Il faut savoir qu'une offre ne saurait être qualifiée d'anormalement basse par seule référence aux autres offres, car une telle référence n'aurait aucun lien avec la compétitivité réelle de l'entreprise qui dépend notamment de la structure de ses coûts, de sa productivité, de sa compétence technique et de sa capacité financière.

Traiter une offre effectivement anormalement basse ?

L'exclusion de l'entreprise n'est envisageable que s'il demeure manifeste, après explications, que son offre ne lui permettra pas de garantir la parfaite exécution du contrat. Le pouvoir adjudicateur en MAPA et pour les marchés de l'Etat, ou la CAO ont compétence liée sur ce point.

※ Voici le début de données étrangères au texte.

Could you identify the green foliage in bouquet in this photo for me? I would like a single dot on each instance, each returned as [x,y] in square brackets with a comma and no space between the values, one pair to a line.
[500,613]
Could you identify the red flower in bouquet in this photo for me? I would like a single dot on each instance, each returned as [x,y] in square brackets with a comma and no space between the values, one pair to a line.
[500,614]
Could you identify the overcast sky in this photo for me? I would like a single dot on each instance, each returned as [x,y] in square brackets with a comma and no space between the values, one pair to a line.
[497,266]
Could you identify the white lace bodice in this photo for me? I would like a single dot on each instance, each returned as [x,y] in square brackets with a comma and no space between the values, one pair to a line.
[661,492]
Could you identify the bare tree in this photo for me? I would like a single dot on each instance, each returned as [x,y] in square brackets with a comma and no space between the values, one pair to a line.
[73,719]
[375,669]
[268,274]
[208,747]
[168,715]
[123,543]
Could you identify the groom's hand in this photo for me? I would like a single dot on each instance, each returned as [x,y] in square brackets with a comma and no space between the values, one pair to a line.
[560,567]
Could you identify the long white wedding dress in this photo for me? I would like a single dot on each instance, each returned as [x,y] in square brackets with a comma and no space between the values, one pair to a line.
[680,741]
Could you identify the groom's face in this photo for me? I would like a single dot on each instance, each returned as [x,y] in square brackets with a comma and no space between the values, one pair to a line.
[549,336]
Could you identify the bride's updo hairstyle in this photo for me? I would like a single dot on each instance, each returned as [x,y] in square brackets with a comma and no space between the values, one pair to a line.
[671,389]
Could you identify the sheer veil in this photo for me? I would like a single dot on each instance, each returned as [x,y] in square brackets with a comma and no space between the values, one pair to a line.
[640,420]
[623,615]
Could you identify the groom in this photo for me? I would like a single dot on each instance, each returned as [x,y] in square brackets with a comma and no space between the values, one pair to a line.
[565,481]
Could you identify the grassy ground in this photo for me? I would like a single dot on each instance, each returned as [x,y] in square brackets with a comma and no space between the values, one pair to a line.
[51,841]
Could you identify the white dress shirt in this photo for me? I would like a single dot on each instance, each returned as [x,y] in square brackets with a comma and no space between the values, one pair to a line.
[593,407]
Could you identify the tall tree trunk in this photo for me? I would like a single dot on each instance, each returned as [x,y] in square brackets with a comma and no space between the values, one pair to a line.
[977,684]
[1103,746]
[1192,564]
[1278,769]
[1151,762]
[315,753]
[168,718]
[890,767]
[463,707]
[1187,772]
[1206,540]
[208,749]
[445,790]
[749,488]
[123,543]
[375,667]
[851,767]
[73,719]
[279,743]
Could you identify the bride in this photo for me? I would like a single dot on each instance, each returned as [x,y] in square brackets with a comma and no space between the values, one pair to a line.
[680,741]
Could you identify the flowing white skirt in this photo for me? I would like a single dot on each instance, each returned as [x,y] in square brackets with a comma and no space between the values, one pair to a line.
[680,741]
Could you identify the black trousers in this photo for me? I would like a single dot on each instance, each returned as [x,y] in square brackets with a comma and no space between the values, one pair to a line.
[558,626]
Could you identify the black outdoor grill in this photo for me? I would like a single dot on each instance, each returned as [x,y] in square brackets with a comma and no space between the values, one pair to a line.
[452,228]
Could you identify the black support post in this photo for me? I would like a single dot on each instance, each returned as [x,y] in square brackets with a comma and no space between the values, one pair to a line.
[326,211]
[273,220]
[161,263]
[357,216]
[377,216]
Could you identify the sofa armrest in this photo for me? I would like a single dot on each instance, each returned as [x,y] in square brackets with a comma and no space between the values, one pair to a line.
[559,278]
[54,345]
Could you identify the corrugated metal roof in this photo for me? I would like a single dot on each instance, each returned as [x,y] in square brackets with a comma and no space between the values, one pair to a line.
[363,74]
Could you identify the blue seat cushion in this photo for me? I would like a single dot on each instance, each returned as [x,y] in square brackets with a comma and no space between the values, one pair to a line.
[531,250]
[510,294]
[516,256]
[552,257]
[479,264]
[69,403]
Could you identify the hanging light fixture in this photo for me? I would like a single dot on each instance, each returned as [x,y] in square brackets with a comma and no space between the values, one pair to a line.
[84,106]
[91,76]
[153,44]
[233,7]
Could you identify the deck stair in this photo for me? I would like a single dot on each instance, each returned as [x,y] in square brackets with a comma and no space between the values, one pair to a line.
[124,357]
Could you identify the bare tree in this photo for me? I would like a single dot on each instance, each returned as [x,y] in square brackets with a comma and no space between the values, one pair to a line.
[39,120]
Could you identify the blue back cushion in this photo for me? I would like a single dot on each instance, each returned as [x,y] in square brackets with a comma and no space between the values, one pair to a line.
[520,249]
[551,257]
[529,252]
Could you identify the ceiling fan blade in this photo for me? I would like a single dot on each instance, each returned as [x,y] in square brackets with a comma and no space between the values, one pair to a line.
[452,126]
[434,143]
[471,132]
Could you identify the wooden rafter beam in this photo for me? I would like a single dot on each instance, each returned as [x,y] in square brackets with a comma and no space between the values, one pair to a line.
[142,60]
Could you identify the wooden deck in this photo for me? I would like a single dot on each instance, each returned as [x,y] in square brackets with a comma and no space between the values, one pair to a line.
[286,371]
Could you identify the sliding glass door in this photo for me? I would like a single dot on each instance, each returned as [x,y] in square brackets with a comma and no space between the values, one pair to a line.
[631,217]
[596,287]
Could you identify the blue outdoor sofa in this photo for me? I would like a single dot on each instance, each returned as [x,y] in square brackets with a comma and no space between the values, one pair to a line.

Pour les marchés à procédures adaptée, cette exclusion ne nécessite pas de saisir la commission d'appel d'offres.
Si la collectivité publique n'a pas en premier ressort examiné ou écarté une offre anormalement basse, un concurrent lésé peut exercer un recours auprès de la juridiction administrative. Il ressort cependant d'une récente jurisprudence (TA Lyon Ord. - 24 février 2010 - N°1000573), que le juge des référés précontractuel n'exerce qu'un contrôle minimum. Ce dernier précise ainsi qu'il n'appartient pas au juge des référés précontractuels de se prononcer sur l'appréciation portée sur la valeur des offres par l'administration, en l'absence de manquement aux obligations de publicité et de mise en concurrence auxquelles est soumise la passation d'un marché public. Mais, il entre en revanche dans son office d'apprécier si le pouvoir adjudicateur a commis une erreur manifeste d'appréciation en qualifiant ou en omettant de qualifier une offre d'anormalement basse.